Donald Trump no ha perdido el tiempo y ya la misma noche del 3 de noviembre (rodeado de banderas como una Isabel Díaz Ayuso cualquiera) afirmó taxativamente que es el ganador y reafirmó —lleva cuatro años repitiéndolo, especialmente y machaconamente durante la campaña— que ha habido fraude electoral y que acudirá a los tribunales. Afirmación cuando menos curiosa, si se tiene en cuenta que no ha habido nadie, ni siquiera Joe Biden (que se ha limitado a afirmar que las cosas van bien), que se haya proclamado vencedor de la contienda. Único escenario en que alguien podría alegar que la victoria es fraudulenta o espuria. Como si alguien se quejara de que no le han dado un premio que aún no se ha adjudicado.
A su entender, se tienen que dejar de contabilizar los votos en los diferentes estados en el momento que él vaya ganando y el resto, ¡ala!, a la papelera; como aquellas criaturas que quieren que acabe el partido cuando van ganándolo. Sería mucho esperar que un tipejo como Trump viera que su actitud es la misma, que se rige por el mismo principio, o que cayera en la cuenta de que en realidad el fraude lo está perpetrando o propugnando él y sólo él. Ya han salido la mar de voces republicanas que verían más «democrático» que todos los votos quedaran completamente y totalmente contados el día siguiente del día de las elecciones. Nunca han ocultado que, si hay que hacer trampa, se hará, porque la finalidad es que se haga «justicia».
Miras al otro lado y ves que el Partido Demócrata sólo ha sido capaz de oponer a Trump un personaje como Biden (sobre todo que no sea una mujer). Un candidato que tenía sobrecogido al partido. Rezaban para que no se le ocurriera decir, si estaba, por ejemplo, en Milwaukee, que se encontraba en Minneapolis; que no perdiera el hilo mientras hablaba; que sólo esperaba que no metiera la pata demasiado estrepitosamente en cualquier momento. Consideraban un éxito que no se equivocara, que pasase desapercibido. Era una agonía ver como en los mítines, obediente, se dirigía hacia el estrado con un cansino y desgarbado trote cochinero; debían de decirle que eso le hacía parecer dinámico y joven.

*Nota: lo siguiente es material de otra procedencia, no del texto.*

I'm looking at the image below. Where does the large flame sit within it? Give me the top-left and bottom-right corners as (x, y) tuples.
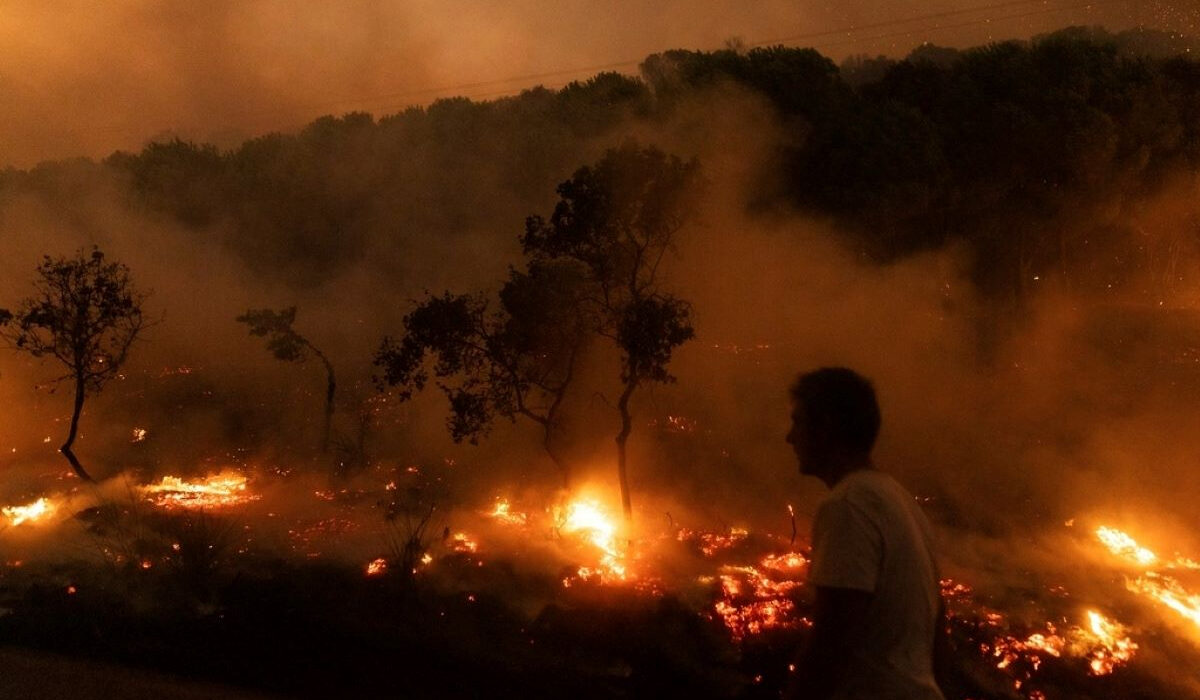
(1096, 525), (1158, 567)
(559, 498), (629, 581)
(0, 498), (55, 525)
(142, 471), (259, 509)
(1096, 527), (1200, 628)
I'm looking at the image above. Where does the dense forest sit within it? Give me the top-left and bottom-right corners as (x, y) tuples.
(7, 28), (1200, 307)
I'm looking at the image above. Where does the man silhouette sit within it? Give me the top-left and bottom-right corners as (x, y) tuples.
(787, 367), (942, 700)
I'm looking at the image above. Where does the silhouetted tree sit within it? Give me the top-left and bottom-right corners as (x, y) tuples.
(238, 306), (337, 453)
(521, 142), (701, 519)
(0, 247), (146, 481)
(374, 263), (588, 487)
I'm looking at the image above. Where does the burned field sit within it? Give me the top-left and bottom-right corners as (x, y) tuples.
(0, 21), (1200, 700)
(0, 357), (1200, 699)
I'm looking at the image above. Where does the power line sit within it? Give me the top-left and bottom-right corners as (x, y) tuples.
(234, 0), (1099, 120)
(88, 0), (1138, 142)
(343, 0), (1138, 117)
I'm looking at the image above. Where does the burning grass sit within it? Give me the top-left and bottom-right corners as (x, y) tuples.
(0, 467), (1200, 699)
(0, 496), (58, 527)
(142, 469), (260, 509)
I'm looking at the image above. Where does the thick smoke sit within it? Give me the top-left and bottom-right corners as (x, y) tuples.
(0, 0), (1171, 167)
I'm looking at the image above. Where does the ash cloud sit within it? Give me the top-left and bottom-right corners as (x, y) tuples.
(0, 0), (1171, 167)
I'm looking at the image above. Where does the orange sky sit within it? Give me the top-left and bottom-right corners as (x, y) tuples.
(0, 0), (1180, 167)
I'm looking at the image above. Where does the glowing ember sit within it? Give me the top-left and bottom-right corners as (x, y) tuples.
(676, 527), (750, 557)
(1096, 527), (1200, 628)
(450, 532), (479, 555)
(142, 471), (259, 508)
(488, 498), (529, 525)
(559, 499), (628, 581)
(1127, 572), (1200, 627)
(0, 498), (54, 525)
(713, 561), (808, 640)
(1087, 610), (1138, 676)
(762, 552), (809, 573)
(1096, 526), (1158, 567)
(991, 610), (1138, 683)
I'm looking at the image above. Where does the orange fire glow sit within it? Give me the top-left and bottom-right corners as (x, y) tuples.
(142, 471), (259, 509)
(1096, 527), (1200, 628)
(488, 498), (529, 525)
(558, 498), (629, 586)
(0, 498), (56, 525)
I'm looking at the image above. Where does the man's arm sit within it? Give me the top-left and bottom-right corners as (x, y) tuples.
(784, 586), (875, 700)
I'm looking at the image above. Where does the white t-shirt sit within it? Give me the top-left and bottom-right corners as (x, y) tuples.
(809, 469), (942, 700)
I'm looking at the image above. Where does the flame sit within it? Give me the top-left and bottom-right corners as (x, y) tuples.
(1096, 525), (1158, 567)
(1126, 572), (1200, 628)
(142, 471), (259, 508)
(0, 498), (55, 525)
(1087, 610), (1138, 676)
(488, 498), (529, 525)
(676, 527), (750, 557)
(450, 532), (479, 555)
(559, 498), (628, 586)
(1096, 527), (1200, 628)
(713, 552), (808, 641)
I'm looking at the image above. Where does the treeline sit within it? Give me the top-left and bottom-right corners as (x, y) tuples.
(0, 29), (1200, 300)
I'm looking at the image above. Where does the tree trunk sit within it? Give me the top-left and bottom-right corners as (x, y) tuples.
(308, 345), (337, 454)
(617, 379), (637, 523)
(59, 378), (96, 484)
(541, 424), (571, 491)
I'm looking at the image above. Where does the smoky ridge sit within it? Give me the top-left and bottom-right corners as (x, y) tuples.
(0, 21), (1200, 698)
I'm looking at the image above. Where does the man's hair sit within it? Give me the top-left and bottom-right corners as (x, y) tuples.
(792, 367), (880, 453)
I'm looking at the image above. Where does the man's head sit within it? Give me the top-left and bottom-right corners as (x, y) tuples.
(787, 367), (880, 485)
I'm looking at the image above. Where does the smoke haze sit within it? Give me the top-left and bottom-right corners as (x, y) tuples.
(0, 0), (1198, 167)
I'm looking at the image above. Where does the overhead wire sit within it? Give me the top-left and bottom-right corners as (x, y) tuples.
(96, 0), (1138, 142)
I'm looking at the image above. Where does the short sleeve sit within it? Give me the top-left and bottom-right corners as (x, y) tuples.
(809, 498), (883, 593)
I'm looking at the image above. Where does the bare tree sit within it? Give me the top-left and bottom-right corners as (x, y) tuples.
(0, 247), (146, 481)
(376, 256), (589, 487)
(521, 142), (702, 519)
(238, 306), (337, 453)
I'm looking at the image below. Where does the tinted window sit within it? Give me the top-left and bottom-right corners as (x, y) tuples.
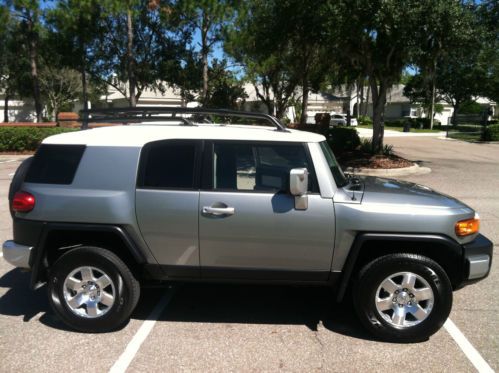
(138, 141), (196, 189)
(25, 145), (85, 184)
(213, 143), (316, 192)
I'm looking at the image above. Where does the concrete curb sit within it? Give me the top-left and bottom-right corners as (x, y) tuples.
(345, 164), (431, 177)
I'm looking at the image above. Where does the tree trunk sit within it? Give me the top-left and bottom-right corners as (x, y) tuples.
(81, 63), (88, 130)
(451, 100), (461, 126)
(362, 84), (371, 116)
(3, 91), (9, 123)
(201, 12), (210, 106)
(127, 8), (137, 107)
(357, 79), (365, 119)
(369, 78), (387, 154)
(430, 60), (437, 129)
(300, 83), (310, 126)
(27, 15), (42, 123)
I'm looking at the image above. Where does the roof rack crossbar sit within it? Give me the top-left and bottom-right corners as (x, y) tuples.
(80, 106), (288, 131)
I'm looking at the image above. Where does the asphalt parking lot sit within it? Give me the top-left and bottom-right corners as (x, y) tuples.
(0, 137), (499, 372)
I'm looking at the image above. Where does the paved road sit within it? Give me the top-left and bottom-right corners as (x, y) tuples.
(357, 127), (445, 138)
(0, 137), (499, 372)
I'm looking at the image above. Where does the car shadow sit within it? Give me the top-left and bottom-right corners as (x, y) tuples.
(0, 269), (375, 340)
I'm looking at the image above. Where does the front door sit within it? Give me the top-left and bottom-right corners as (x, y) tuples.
(135, 140), (201, 277)
(199, 141), (334, 281)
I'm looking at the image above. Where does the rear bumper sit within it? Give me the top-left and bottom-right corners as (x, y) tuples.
(463, 234), (494, 282)
(2, 241), (33, 269)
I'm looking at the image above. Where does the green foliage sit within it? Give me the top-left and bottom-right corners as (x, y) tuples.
(482, 124), (499, 141)
(205, 60), (248, 109)
(357, 115), (373, 126)
(459, 100), (484, 114)
(359, 139), (393, 156)
(0, 126), (75, 152)
(401, 118), (441, 129)
(328, 127), (360, 155)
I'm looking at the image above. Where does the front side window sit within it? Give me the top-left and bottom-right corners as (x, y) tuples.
(137, 140), (197, 189)
(212, 142), (317, 193)
(320, 141), (348, 188)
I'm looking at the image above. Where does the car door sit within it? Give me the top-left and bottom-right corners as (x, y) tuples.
(199, 141), (334, 281)
(135, 140), (202, 277)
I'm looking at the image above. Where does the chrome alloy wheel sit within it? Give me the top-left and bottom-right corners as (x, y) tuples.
(375, 272), (435, 328)
(63, 267), (116, 318)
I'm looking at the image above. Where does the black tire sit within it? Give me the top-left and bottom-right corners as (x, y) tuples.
(9, 157), (33, 217)
(353, 254), (452, 342)
(48, 246), (140, 333)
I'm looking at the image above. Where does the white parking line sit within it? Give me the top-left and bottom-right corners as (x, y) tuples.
(109, 288), (175, 373)
(444, 319), (494, 373)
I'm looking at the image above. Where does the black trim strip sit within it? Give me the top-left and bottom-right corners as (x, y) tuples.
(336, 233), (463, 302)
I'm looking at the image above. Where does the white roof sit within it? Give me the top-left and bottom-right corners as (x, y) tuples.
(43, 124), (325, 147)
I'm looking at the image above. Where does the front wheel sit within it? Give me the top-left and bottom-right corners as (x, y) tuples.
(354, 254), (452, 342)
(48, 247), (140, 333)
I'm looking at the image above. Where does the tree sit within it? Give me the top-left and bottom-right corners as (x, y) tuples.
(279, 0), (331, 125)
(327, 0), (428, 153)
(172, 0), (236, 105)
(93, 0), (194, 106)
(413, 0), (478, 128)
(11, 0), (43, 122)
(39, 66), (82, 120)
(224, 0), (299, 118)
(477, 0), (499, 102)
(47, 0), (103, 125)
(436, 49), (487, 124)
(205, 60), (248, 109)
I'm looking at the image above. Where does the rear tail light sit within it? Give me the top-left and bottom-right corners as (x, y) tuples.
(12, 192), (35, 212)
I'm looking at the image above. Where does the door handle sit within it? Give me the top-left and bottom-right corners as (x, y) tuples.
(203, 206), (235, 216)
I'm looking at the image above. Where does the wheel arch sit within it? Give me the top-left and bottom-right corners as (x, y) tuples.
(336, 232), (465, 302)
(30, 223), (146, 288)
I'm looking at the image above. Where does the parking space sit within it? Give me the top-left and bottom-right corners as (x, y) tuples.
(0, 137), (499, 372)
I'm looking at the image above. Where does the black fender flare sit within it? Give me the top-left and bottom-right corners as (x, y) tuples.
(29, 223), (146, 289)
(336, 232), (463, 302)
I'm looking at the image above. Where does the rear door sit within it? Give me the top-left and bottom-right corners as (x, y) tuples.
(199, 141), (334, 281)
(136, 140), (202, 277)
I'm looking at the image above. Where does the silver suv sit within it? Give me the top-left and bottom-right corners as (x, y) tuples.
(3, 108), (492, 341)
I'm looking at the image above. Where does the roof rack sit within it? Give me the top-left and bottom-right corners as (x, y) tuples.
(80, 106), (288, 132)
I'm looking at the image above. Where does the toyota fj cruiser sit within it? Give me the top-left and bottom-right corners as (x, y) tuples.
(3, 108), (492, 341)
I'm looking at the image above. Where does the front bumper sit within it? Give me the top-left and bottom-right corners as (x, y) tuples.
(2, 241), (33, 269)
(463, 234), (494, 282)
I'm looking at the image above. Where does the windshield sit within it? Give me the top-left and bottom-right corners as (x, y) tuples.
(320, 141), (348, 188)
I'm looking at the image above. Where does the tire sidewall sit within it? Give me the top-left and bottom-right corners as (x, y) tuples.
(355, 257), (452, 342)
(48, 248), (137, 332)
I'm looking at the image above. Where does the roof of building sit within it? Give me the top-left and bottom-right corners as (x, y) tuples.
(43, 123), (325, 147)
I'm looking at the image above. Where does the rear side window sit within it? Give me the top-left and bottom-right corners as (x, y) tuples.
(211, 142), (318, 193)
(137, 140), (198, 189)
(25, 145), (85, 185)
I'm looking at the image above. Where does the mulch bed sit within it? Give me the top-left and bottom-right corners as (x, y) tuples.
(337, 151), (414, 169)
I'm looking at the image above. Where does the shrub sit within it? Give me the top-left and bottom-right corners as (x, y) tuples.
(385, 119), (405, 127)
(482, 124), (499, 141)
(359, 139), (393, 156)
(358, 115), (373, 126)
(328, 127), (360, 154)
(0, 126), (75, 152)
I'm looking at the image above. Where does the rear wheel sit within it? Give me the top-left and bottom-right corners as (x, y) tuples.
(48, 247), (140, 332)
(354, 254), (452, 342)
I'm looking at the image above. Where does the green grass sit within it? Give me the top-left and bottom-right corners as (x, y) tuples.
(358, 125), (442, 133)
(449, 132), (482, 141)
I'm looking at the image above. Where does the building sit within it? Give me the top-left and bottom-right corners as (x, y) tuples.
(0, 83), (497, 125)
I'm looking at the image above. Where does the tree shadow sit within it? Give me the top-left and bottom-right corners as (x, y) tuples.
(0, 269), (374, 340)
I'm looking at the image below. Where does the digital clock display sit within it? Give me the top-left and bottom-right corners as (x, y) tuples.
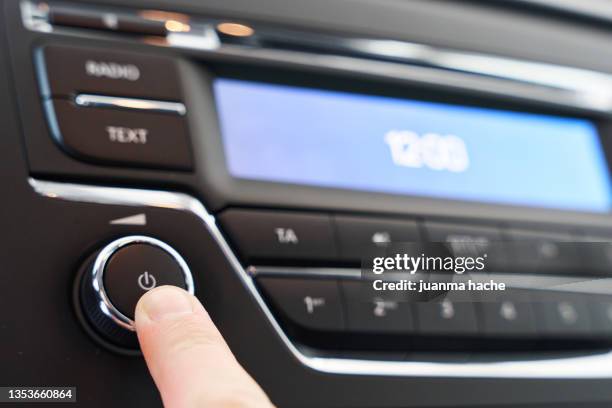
(214, 78), (611, 212)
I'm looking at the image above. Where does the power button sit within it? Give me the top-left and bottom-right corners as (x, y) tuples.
(100, 237), (187, 319)
(81, 235), (194, 347)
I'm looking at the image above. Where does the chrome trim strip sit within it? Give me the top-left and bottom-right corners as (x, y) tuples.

Sólo cuatro años antes presentaron a una candidata preparadísima y en plenas facultades físicas y mentales.
La prensa, los medios, en medio de la sarta de tópicos que sueltan cuando hablan de esas votaciones, de vez en cuando se lamentan de que eso ocurra en «la democracia más antigua del mundo»; pues mira, no, de entrada que lo llamen «la democracia masculina más antigua del mundo» y a partir de ahí ya discutiremos si es la primera o no de ese tipo.